10. sequential-thinking-server
Install: npx -y @modelcontextprotocol/server-sequential-thinking
Sequential thinking is different from the other nine servers here: it does not integrate with an external service. Instead, it gives an AI a structured tool for breaking complex problems into explicit reasoning steps.
Key tools
sequentialthinking— iteratively builds a chain of reasoning steps, with the ability to branch, revise, and flag when more steps are needed
When to use it
Complex planning tasks, debugging sessions with multiple hypotheses, or any situation where you want the AI to show its work rather than jumping to a conclusion.
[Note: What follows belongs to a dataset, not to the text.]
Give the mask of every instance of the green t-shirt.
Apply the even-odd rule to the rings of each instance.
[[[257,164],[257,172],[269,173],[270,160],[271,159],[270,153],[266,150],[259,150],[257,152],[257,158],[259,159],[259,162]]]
It improves output quality on hard problems by forcing structured reasoning before an answer is committed.
Choosing the Right Servers
Most developers start with three servers: filesystem-server for local file access, github-server for repository operations, and fetch-server for pulling in documentation. From there, add servers that match your specific stack — postgres-server if you work with databases, slack-server if your team lives in Slack, notion-server if that is your knowledge base.
The sequential-thinking-server is worth adding for any AI workflow that involves planning or debugging — it costs nothing and consistently improves reasoning quality on complex tasks.
Each server installs in under five minutes. Start with one, get comfortable with how it behaves, and add more as you find gaps in what your AI assistant can do.